From the error that I got I inferred that SparkContext i.e. sc is non-serializable as SparkContext is not a serializable class.
How should I decouple SparkContext, so that the applications runs correctly?
I can't run your program to be sure, but the general rule is not to create anonymous functions that refer to members of unserializable classes if they have to be executed on the RDD's data. In your case:
EsContext has a val of type SparkContext, which is (intentionally) not serializable
In the anonymous function passed to RDD.map in EsContext.documentsAsJson, you call another function of this EsContext instance (mwToMap) which forces Spark to serialize that instance, along with the SparkContext it holds
One possible solution would be removing mwToMap from the EsContext class (possibly into a companion object of EsContext - objects need not be serializable as they are static). If there are other methods of the same nature (write?) they'll have to be moved too. This would look something like:
import EsContext._
class EsContext(sparkConf:HadoopConfig) extends SparkBase {
private val sc = createSCLocal("ElasticContext", sparkConf)

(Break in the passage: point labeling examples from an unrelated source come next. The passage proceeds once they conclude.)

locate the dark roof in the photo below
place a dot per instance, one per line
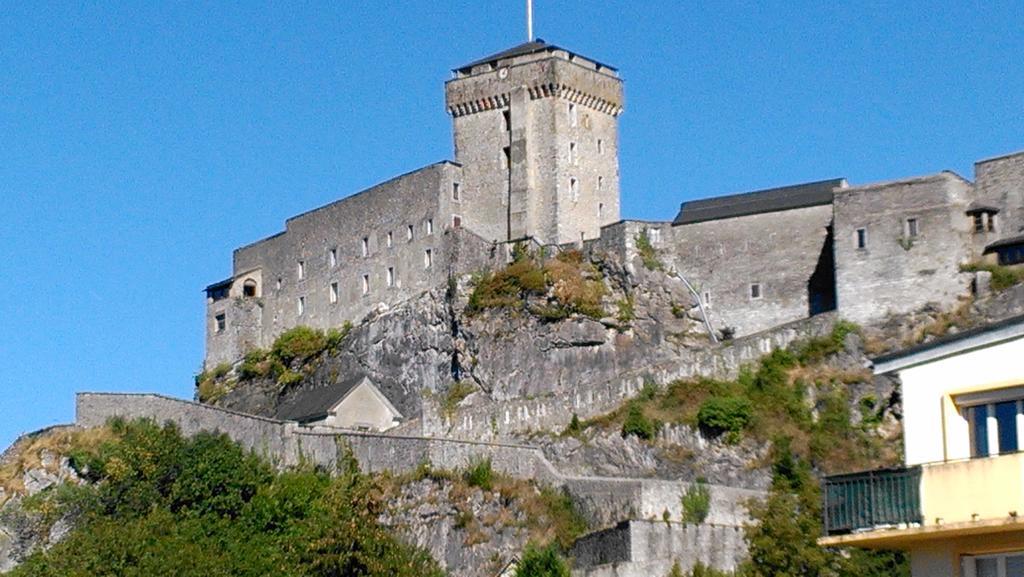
(315, 404)
(949, 338)
(770, 200)
(226, 283)
(534, 47)
(981, 207)
(1012, 241)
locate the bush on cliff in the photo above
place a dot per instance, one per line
(161, 504)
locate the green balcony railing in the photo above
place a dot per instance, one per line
(865, 500)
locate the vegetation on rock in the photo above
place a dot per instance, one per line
(553, 290)
(161, 504)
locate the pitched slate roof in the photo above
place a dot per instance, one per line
(770, 200)
(1012, 241)
(532, 47)
(315, 404)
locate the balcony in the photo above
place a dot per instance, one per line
(872, 499)
(899, 506)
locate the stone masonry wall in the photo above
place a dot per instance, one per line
(604, 500)
(896, 274)
(999, 181)
(644, 548)
(488, 420)
(777, 250)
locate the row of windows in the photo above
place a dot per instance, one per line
(911, 230)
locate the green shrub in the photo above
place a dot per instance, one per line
(725, 414)
(647, 252)
(298, 344)
(696, 503)
(480, 475)
(542, 562)
(637, 423)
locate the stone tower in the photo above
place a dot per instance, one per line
(536, 131)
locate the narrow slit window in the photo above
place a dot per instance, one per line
(911, 228)
(860, 238)
(756, 291)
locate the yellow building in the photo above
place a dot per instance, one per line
(957, 505)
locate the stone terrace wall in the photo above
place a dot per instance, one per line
(604, 500)
(482, 419)
(643, 548)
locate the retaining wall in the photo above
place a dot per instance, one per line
(604, 500)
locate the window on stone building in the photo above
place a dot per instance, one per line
(911, 228)
(860, 238)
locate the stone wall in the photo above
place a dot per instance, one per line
(645, 548)
(604, 500)
(895, 273)
(321, 260)
(999, 181)
(481, 419)
(777, 251)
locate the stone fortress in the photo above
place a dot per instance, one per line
(536, 160)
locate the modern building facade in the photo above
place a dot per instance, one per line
(956, 505)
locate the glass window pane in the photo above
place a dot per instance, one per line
(978, 417)
(1015, 566)
(1006, 417)
(987, 567)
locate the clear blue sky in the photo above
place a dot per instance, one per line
(141, 142)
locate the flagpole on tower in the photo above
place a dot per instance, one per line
(529, 21)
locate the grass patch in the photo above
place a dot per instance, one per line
(647, 252)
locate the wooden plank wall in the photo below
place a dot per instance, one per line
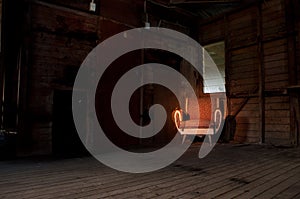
(60, 34)
(256, 68)
(60, 40)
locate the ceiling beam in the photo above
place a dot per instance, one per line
(174, 2)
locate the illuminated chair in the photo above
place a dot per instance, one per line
(188, 127)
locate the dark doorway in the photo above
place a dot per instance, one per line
(65, 140)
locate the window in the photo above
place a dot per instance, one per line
(214, 68)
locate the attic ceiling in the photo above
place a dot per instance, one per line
(203, 9)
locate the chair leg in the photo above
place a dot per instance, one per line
(183, 139)
(210, 142)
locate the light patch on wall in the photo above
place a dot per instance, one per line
(214, 81)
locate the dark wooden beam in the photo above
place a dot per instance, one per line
(261, 74)
(292, 68)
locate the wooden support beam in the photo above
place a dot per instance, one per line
(261, 74)
(292, 68)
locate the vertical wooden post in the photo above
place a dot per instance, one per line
(227, 64)
(261, 72)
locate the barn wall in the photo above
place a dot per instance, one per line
(59, 35)
(257, 70)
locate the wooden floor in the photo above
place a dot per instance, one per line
(230, 171)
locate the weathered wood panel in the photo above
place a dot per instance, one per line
(273, 19)
(247, 129)
(212, 32)
(276, 65)
(243, 71)
(242, 27)
(60, 40)
(277, 118)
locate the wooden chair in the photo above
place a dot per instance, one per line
(191, 127)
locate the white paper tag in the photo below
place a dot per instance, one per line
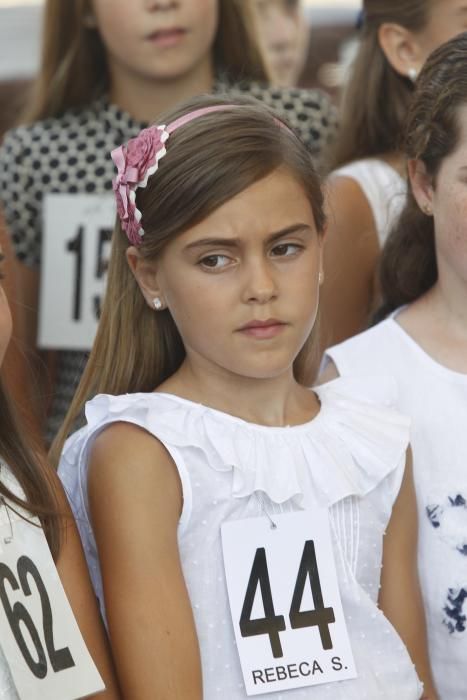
(39, 635)
(285, 602)
(75, 255)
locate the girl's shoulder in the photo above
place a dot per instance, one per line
(383, 348)
(355, 442)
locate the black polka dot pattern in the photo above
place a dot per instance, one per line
(71, 154)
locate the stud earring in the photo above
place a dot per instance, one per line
(427, 209)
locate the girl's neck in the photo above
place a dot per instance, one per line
(397, 161)
(145, 99)
(437, 321)
(278, 401)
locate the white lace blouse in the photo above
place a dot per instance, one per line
(350, 458)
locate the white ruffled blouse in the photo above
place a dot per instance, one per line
(350, 458)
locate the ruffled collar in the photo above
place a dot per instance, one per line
(348, 449)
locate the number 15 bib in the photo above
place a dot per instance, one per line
(285, 602)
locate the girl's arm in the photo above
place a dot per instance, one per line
(351, 251)
(400, 598)
(73, 572)
(25, 370)
(135, 500)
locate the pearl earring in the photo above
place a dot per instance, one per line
(427, 209)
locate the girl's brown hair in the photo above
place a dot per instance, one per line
(376, 99)
(408, 265)
(30, 472)
(208, 161)
(73, 68)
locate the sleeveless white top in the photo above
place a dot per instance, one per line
(350, 458)
(384, 189)
(435, 398)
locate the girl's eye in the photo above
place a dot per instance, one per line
(285, 249)
(214, 262)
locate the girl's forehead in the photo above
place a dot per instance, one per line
(269, 206)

def documentsAsJson(esConf: HadoopConfig): RDD[String] = { /* unchanged */ }
def documents(esConf: HadoopConfig): RDD[EsDocument] = { /* unchanged */ }
def shutdown() = sc.stop()
}
object EsContext {
private def mwToMap(mw: MapWritable): Map[String, String] = { ... }
}
If moving these methods out isn't possible (i.e. if they require some of EsContext's members) - then consider separating the class that does the actual mapping from this context (which seems to be some kind of wrapper around the SparkContext - if that's what it is, that's all that it should be).